Collaboration was also person-to-person: I worked hand-in-hand with our CEO to ensure the feature aligned with the startup’s business strategy (monetization was a key revenue idea). This meant presenting him with options (e.g., different pricing model ideas, or how the user experience might affect adoption) and incorporating his feedback quickly. I also coordinated with the Stripe partnership team (through our developer contacts) to make sure we followed best practices for secure payments. Our small team’s daily stand ups often turned into mini-design reviews or brainstorming sessions, and I embraced those, making sure engineering and design perspectives were both heard as we refined the solution.

Outcome

The Pay to Unlock feature launched as part of SuperFile’s beta release and was a cornerstone capability that set us apart from generic file sharing services. We successfully integrated a commerce model into a security focused product without degrading user experience in fact, early beta feedback highlighted that the unlock process felt “surprisingly simple for something so secure.” The feature enabled SuperFile to start generating revenue streams for content, and it became a talking point in sales demos (especially for creators looking for new monetization channels and enterprises looking for secure client billing solutions).

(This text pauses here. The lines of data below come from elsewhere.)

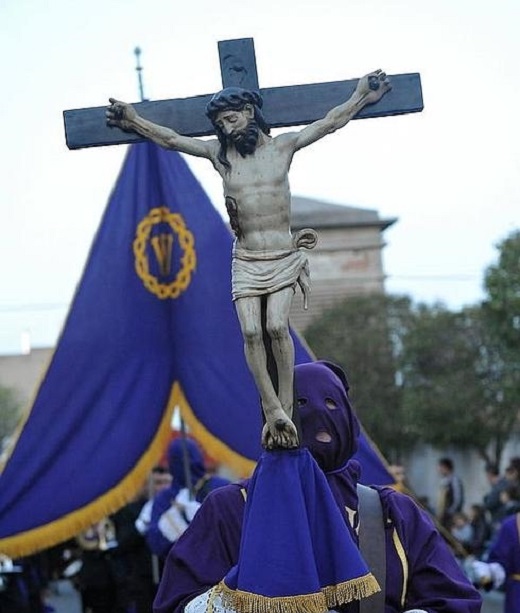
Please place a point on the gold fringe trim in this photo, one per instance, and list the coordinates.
(241, 465)
(247, 602)
(68, 526)
(355, 589)
(319, 602)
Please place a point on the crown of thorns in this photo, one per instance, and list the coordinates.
(232, 98)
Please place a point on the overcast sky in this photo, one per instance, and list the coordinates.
(449, 174)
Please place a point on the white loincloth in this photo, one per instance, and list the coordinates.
(257, 273)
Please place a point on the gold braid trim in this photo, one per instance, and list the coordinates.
(319, 602)
(355, 589)
(247, 602)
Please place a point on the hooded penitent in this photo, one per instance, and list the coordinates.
(286, 563)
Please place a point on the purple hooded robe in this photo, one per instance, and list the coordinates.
(421, 570)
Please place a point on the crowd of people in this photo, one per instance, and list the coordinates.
(486, 535)
(118, 563)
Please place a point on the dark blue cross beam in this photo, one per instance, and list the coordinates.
(283, 106)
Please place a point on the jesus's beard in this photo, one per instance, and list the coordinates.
(245, 142)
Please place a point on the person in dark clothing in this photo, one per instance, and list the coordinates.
(421, 572)
(174, 507)
(451, 493)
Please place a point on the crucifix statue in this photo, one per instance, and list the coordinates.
(268, 262)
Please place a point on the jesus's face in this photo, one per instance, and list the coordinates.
(239, 128)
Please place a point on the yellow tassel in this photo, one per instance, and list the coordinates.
(68, 526)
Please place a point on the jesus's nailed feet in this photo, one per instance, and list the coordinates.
(279, 433)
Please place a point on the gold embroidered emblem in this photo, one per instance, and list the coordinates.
(164, 235)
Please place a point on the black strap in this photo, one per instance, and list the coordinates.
(372, 544)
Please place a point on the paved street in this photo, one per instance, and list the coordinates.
(67, 600)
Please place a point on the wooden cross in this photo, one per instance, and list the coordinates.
(283, 106)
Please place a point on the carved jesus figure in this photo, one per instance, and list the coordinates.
(267, 259)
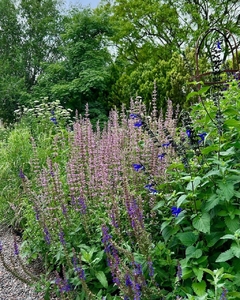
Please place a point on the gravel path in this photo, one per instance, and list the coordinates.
(12, 288)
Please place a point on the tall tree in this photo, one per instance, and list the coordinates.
(29, 35)
(83, 75)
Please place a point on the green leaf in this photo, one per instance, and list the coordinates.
(235, 249)
(226, 190)
(232, 224)
(210, 149)
(225, 256)
(102, 278)
(199, 288)
(202, 223)
(181, 200)
(199, 273)
(211, 203)
(228, 237)
(187, 238)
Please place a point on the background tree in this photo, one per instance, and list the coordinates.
(83, 75)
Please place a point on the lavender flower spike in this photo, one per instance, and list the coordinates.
(176, 210)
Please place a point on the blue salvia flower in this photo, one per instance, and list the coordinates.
(150, 188)
(128, 281)
(138, 124)
(202, 136)
(188, 132)
(21, 174)
(138, 167)
(134, 116)
(224, 294)
(61, 238)
(162, 155)
(150, 269)
(176, 210)
(16, 250)
(166, 144)
(54, 120)
(47, 236)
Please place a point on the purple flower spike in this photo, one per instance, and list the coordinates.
(134, 116)
(176, 211)
(166, 144)
(138, 167)
(47, 236)
(161, 156)
(54, 120)
(21, 174)
(16, 250)
(202, 136)
(138, 124)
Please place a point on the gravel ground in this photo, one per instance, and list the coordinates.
(12, 288)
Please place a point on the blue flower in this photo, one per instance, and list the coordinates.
(134, 116)
(188, 132)
(54, 120)
(161, 156)
(176, 210)
(202, 136)
(166, 144)
(138, 124)
(138, 167)
(151, 190)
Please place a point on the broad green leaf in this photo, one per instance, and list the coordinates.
(199, 288)
(187, 238)
(210, 149)
(199, 273)
(232, 224)
(181, 200)
(192, 185)
(228, 237)
(102, 278)
(232, 123)
(225, 256)
(235, 249)
(230, 151)
(211, 203)
(202, 223)
(226, 190)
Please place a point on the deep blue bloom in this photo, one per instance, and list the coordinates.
(202, 136)
(150, 268)
(176, 210)
(188, 132)
(224, 294)
(47, 236)
(21, 174)
(16, 250)
(106, 235)
(54, 120)
(166, 144)
(134, 116)
(138, 124)
(61, 238)
(151, 189)
(138, 167)
(161, 156)
(128, 280)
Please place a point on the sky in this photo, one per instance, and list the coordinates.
(92, 3)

Internally, this project also had lasting impacts. It established a more user-centric, design-driven development culture at the company – a shift from the earlier engineering led approach. By spearheading a cross functional initiative, I helped the team experience firsthand how thoughtful UX planning and technical collaboration can produce a complex feature in a short time frame. The CEO and CTO used the Pay to Unlock architecture and documentation as a template for future features that required similar coordination between product, design, and engineering.


Pay-to-Unlock exemplified my ability to lead end-to-end product design: from strategic conception, through meticulous UX design and technical planning, to agile execution and iteration. The result was a feature that not only met SuperFile’s high bar for security and control, but also introduced a new, innovative value proposition to the product – all delivered with the clarity, speed, and confidence that define my approach as a product designer.